# DuckDB tutorial

Date: November 2025

Group: 
- Charlotte Michon
- Duy Vu Dinh
- Valérian Wislez

This tutorial will introduce DuckDB, a modern column-oriented DBMS. Its target audience is mainly bachelor students in Computer Science or any person having some experience with relational row-store database like Postgres, MariaDB ... that wants to know how to use column-oriented systems.

After describing this technology, we will describe how to get started quickly and easily using Python as the interface to DuckDB.

Then we will proceed with basic queries and describe the most important aspects of DuckDB's Postgres-like SQL dialect.

Next, we will see more advanced queries, suited to OLAP workload.

Finally we will compare it with SQLite, a popular row-store relational DBMS, to highlight the advantages and drawbacks of column-oriented systems.


## Table of contents

* [1. What is DuckDB?](#What-is-DuckDB?)
* [2. Why DuckDB?](#Why-DuckDB?)
* [3. Prerequisites](#Prerequisites)
* [4. Installation](#Installation)


# What is DuckDB?
[DuckDB](https://duckdb.org/) is a database management system originally developed by Mark Raasveldt and Hannes Mühleisen at the Centrum Wiskunde & Informatica (CWI) in the Netherlands and was first released in 2019. It enjoys the following properties. It is:
- fast
- portable
- open-source
- in-process
- analytical
- column-oriented 
- relational

As of November 2025, it's latest stable release is 1.4.1. It is written in C++ and released under the MIT license. 


# Why DuckDB?

We will now motivate why using DuckDB is a great choice for modern OLAP data workloads.

## Workloads

Unlike traditional transactional database systems like MySQL or PostgreSQL, that are optimized for [Online Transaction Processing](https://en.wikipedia.org/wiki/Online_transaction_processing) (OLTP) workloads involving many small reads and writes, DuckDB targets [Online Analytical Processing](https://en.wikipedia.org/wiki/Online_analytical_processing) (OLAP) workloads that require large scans, aggregations, and joins over big datasets. It uses a column-oriented engine with vectorized execution to process millions of rows at high speed, often outperforming both traditional databases and tools like pandas for analytical tasks. It is thus well suited to data science, machine learning, scientific computing, economy, ... Any field requiring many resources to be processed in read-only.


## DuckDB's strengths

DuckDB stores data in columnar format (instead of row-by-row). This allows it to read only the columns that are needed for a query, which makes it optimal for OLAP analyses.
DuckDB processes data in optimized batches (vectors), instead of row-by-row, which improves its speed for large datasets.

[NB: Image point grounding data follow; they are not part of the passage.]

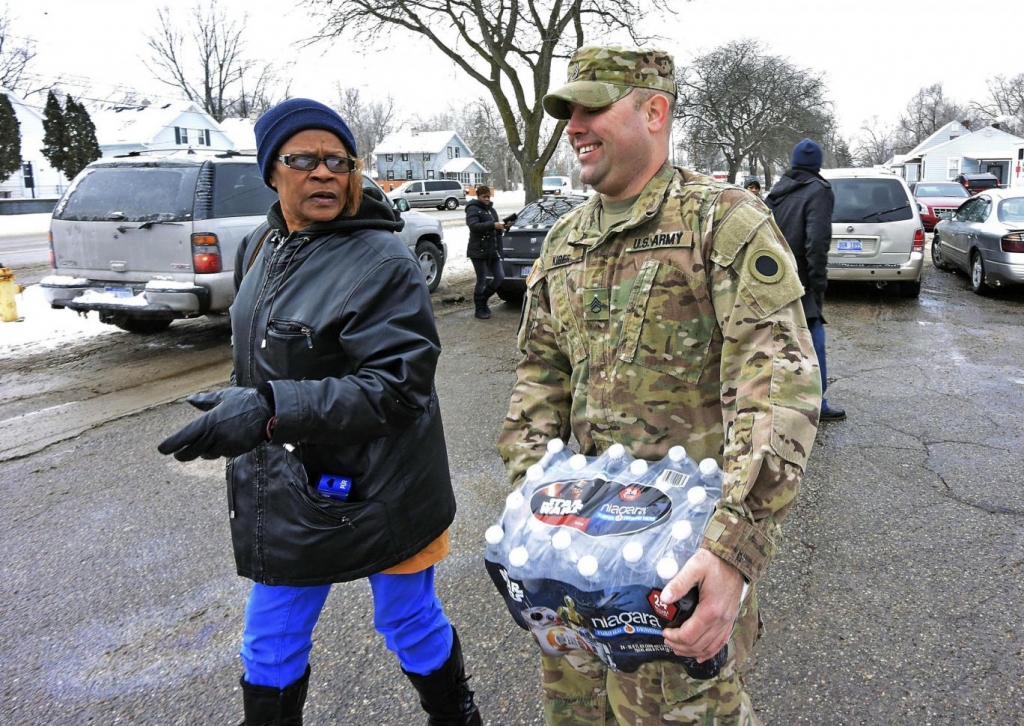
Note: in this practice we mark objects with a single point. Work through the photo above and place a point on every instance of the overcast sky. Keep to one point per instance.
(876, 53)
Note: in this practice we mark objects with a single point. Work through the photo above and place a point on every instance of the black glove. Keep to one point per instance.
(235, 423)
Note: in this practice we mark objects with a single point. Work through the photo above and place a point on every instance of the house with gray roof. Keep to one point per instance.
(987, 150)
(426, 155)
(173, 126)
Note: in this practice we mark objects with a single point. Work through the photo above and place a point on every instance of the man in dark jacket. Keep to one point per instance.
(802, 203)
(484, 249)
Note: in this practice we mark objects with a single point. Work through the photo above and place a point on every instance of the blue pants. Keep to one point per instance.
(482, 268)
(280, 622)
(818, 338)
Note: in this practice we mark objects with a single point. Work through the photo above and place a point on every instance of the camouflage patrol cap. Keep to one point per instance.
(600, 75)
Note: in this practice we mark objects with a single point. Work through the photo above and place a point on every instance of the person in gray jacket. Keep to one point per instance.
(337, 467)
(802, 203)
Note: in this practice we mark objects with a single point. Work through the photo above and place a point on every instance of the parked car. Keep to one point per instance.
(977, 182)
(556, 185)
(143, 240)
(984, 239)
(521, 243)
(878, 236)
(439, 194)
(423, 235)
(937, 200)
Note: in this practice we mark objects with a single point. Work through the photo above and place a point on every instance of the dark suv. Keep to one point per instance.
(978, 182)
(521, 243)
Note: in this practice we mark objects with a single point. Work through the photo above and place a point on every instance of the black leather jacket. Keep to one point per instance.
(484, 241)
(802, 203)
(335, 323)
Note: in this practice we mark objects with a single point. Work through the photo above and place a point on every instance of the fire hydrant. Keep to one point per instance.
(8, 289)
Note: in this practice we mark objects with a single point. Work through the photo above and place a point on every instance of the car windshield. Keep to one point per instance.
(545, 212)
(869, 200)
(946, 188)
(1011, 210)
(142, 194)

DuckDB runs inside the application that is using it. There is no database server, no connection to the DBMS, which makes it really easy to use and deploy.

DuckDB stands out as an entry-level OLAP tool due to its minimalism and accessibility, making it easier to adopt than distributed systems like [ClickHouse](https://clickhouse.com/), [Druid](https://druid.apache.org/), or [Apache Pinot](https://pinot.apache.org/).

It offers good performance and low latencies thanks to its in-process architecture (no network overhead).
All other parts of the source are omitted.